Alors défendu par feu Olivier Metzner, le plus grand avocat de droit pénal des affaires, son premier procès s'était déroulé sur quatre semaines. Sa condamnation a été confirmée en appel en juin 2012, après avoir changé d'avocat. Enfin, la Cour de cassation, en mars 2014, a de nouveau confirmé la condamnation de Jérôme Kerviel à de la prison. En revanche, elle a cassé celle qui lui avait infligé des dommages et intérêts record de 4,9 milliards d'euros. Pour le volet civil de l'affaire, la plus haute juridiction a donc renvoyé l'affaire devant la cour d'appel de Versailles. Ce sera "le procès de la Société Générale", avait commenté Me Patrice Spinosi, un des avocats de l'ancien trader.

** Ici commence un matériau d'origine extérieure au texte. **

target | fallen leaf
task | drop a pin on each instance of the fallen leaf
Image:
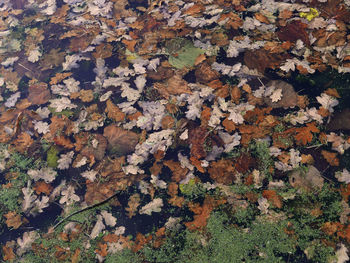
(330, 157)
(13, 220)
(42, 187)
(113, 112)
(39, 93)
(304, 134)
(9, 255)
(120, 141)
(133, 204)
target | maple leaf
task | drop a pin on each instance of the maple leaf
(304, 134)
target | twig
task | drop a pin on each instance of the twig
(84, 209)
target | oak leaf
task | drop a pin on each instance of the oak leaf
(23, 142)
(42, 187)
(8, 254)
(273, 197)
(39, 93)
(222, 171)
(304, 134)
(120, 141)
(330, 157)
(13, 220)
(113, 111)
(133, 204)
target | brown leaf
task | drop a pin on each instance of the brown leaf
(304, 134)
(175, 85)
(331, 157)
(98, 151)
(293, 31)
(120, 141)
(222, 171)
(63, 141)
(102, 251)
(133, 204)
(13, 220)
(262, 59)
(42, 187)
(175, 200)
(86, 95)
(204, 73)
(236, 94)
(179, 173)
(8, 254)
(59, 77)
(113, 111)
(197, 137)
(39, 93)
(273, 197)
(103, 51)
(75, 257)
(23, 142)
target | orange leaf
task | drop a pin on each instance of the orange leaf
(273, 197)
(102, 251)
(179, 173)
(332, 92)
(304, 134)
(63, 141)
(133, 204)
(59, 77)
(23, 142)
(236, 94)
(262, 18)
(168, 122)
(140, 241)
(8, 253)
(229, 125)
(205, 115)
(197, 164)
(103, 51)
(42, 187)
(86, 95)
(75, 257)
(130, 44)
(330, 157)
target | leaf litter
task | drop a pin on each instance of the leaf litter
(193, 109)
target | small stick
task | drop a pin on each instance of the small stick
(84, 209)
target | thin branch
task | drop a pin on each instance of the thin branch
(84, 209)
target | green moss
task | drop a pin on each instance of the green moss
(52, 157)
(124, 256)
(260, 149)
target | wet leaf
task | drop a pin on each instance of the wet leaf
(13, 220)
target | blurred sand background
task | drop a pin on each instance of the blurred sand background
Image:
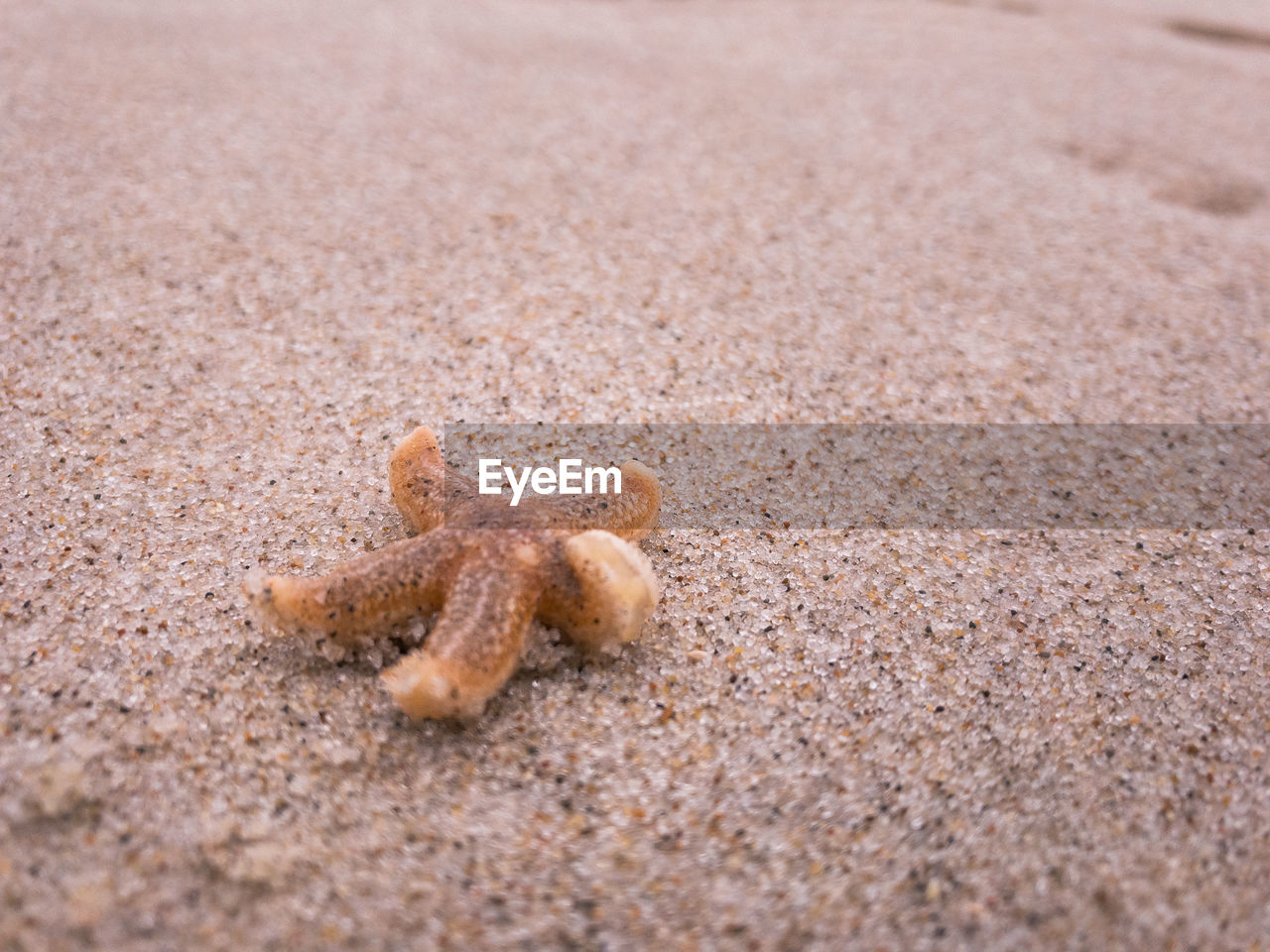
(245, 246)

L’appel à François Hollande

Le combat continue pour Jérôme Kerviel, cherchant sur les routes italiennes une forme de rédemption mais une véritable vitrine médiatique. Dimanche matin, Jérôme Kerviel a demandé une entrevue avec François Hollande. L'Elysée s'est contenté d'une laconique réponse : "Aucune rencontre n'est à l'ordre du jour" avec les avocats de Kerviel. Le chef de l'Etat était "attaché au respect" des décisions de justice.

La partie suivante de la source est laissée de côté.